First: the cause of death and the manner of death should be determined by physicians licensed in California if the death occurred in California; 

Second: law enforcement personnel should be allowed entrance into the autopsy suite at the discretion of the pathologist when said law enforcement has completed specified required training and education related to pathology and autopsy protocol;

Third: law enforcement who were involved or responsible for the custody of a decedent who died in their care may not be present.

This writer recommends an aye vote for SB 1189 if these provisions are kept intact.



Monday, May 30, 2016

WHEN IS DEATH BY DROWNING DESCRIBED AS "UNDETERMINED?" HOW SB 1189 (PAN) COULD BRING CLARITY.

Our story datelined 23 May 16 described an unusual case of death by drowning wherein the subsequent forensic autopsy report obscured the cause of death.  The forensic autopsy is supposed to answer questions. In this case there is worry that it did not and that intervention by legal authority was contributory.

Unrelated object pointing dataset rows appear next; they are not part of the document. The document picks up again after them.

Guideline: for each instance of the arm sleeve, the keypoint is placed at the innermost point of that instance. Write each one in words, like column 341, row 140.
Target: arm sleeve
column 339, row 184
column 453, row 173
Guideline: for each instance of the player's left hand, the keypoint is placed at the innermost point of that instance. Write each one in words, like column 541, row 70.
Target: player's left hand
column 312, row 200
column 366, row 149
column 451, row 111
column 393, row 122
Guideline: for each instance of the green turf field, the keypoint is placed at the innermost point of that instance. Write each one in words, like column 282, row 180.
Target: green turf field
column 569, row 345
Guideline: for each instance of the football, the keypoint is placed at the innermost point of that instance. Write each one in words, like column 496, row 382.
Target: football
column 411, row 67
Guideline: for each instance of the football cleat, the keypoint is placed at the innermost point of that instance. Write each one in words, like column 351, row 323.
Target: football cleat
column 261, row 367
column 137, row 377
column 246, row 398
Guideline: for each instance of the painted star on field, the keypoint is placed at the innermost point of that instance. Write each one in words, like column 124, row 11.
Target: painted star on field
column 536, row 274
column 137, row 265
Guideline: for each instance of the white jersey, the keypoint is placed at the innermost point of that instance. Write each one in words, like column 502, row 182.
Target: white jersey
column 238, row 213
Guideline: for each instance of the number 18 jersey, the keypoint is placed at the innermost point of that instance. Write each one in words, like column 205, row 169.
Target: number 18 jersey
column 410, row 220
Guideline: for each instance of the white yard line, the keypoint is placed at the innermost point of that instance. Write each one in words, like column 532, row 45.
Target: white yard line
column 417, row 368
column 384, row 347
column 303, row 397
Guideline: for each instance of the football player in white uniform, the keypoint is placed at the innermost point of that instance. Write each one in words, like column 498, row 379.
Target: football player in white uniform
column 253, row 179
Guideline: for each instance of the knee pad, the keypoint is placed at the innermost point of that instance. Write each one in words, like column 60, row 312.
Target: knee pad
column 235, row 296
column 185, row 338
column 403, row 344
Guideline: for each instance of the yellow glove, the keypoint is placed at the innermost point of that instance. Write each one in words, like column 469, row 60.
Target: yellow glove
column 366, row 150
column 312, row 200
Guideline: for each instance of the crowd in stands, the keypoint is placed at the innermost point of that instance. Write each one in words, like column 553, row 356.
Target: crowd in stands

The question then arises as to who is allowed into the autopsy suite during a forensic evaluation. For the decedent's autopsy in this case the attendees included the pathologist who did the examination, one MD witness, the investigator for Patton State Hospital, two detectives, and the forensic specialist from the San Bernardino Police Department. The question that has arisen is to what extent the presence of law enforcement intimidated the pathologist or to what extend commentary from the non-MDs may have contributed to an altered conclusion. 

Senator Pan's bill, SB 1189, is intended to resolve these issues. It is sponsored by the Union of American Physicians and Dentists which represents state and county employed pathologists. SB 1189, which has already been amended twice, reportedly would require that doctors doing the autopsy would not only be duly licensed in California as a physician and surgeon but would also "preferably" be a "diplomat of the American Board of Pathology." This provision would increase the level of expertise of pathologists doing forensic autopsies. It has since been amended out of the bill.

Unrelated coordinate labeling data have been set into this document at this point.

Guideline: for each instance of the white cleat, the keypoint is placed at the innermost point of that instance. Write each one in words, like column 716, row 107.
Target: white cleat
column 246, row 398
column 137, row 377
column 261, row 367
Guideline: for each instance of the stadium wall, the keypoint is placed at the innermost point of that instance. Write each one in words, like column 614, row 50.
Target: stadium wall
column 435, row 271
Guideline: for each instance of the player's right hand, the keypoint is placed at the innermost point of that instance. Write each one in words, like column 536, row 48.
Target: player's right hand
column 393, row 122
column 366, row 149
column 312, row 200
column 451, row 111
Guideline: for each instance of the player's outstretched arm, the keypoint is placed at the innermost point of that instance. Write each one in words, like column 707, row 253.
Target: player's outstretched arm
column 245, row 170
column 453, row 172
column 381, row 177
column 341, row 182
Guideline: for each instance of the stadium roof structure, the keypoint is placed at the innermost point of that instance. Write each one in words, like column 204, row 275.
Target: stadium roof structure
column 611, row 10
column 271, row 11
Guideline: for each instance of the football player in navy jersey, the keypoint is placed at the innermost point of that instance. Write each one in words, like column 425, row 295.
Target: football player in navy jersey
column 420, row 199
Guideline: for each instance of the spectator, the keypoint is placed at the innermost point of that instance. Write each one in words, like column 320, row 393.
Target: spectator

SB 1189 would also require that police and other law enforcement personnel who have completed specified training could be allowed into the autopsy suite "at the discretion of the forensic pathologist." It would also "prohibit law enforcement personnel directly involved with the care and custody of an individual who died due to involvement of law enforcement activity from being involved in any portion of the postmortem examination being inside the autopsy suite during the performance of the autopsy." 

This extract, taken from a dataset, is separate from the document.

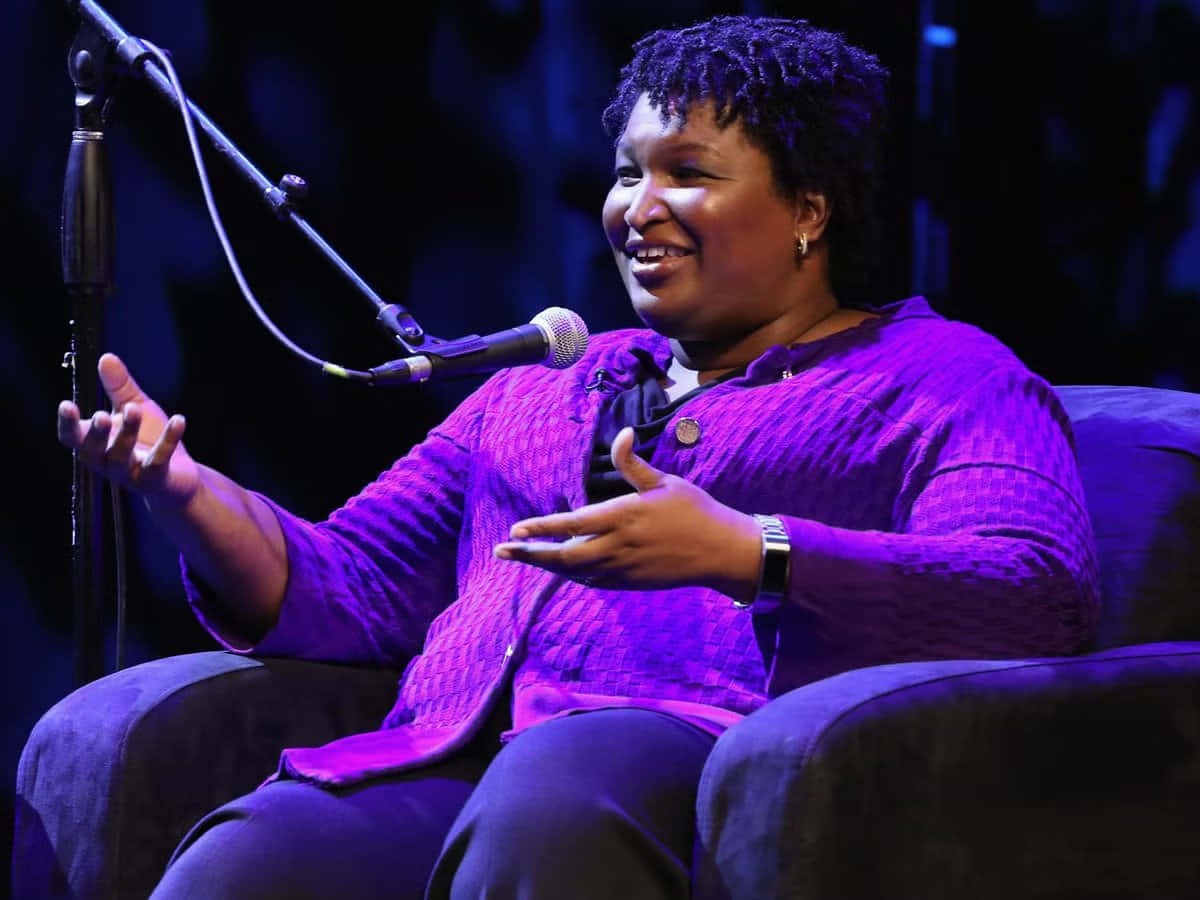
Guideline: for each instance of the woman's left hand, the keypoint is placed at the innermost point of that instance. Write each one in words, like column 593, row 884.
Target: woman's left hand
column 667, row 534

These provisions are not favored by law enforcement. These changes are desired by pathologists who want to do their work under as scientific and non-political conditions as possible. The Counties, responsible for costs, say that all of these changes will exceed their budgets and want the costs taken over by the state which does not want these costs added to the state budget. 

SB 1189 got delayed in Senate Appropriations but cleared "approps" on May 27th. Its next stop should be a senate floor vote. This publication recommends an aye vote. SB 1189 would then go to the Assembly where we recommend that teeth be put back into the bill.

Forensic autopsies should be done by pathologists with special training in the discipline. Law enforcement personnel should be allowed into the autopsy suite only at the discretion of the pathologists doing the examinations. Reports that conclude that the "manner of death" is "undetermined" should be limited to those reports where every effort has been undertaken to reach a scientific conclusion. We conclude that the current report herein discussed is thorough in reported details but falls short with reference to its conclusions. SB 1189 would strengthen the hand of the forensic pathologists who are responsible for the reports.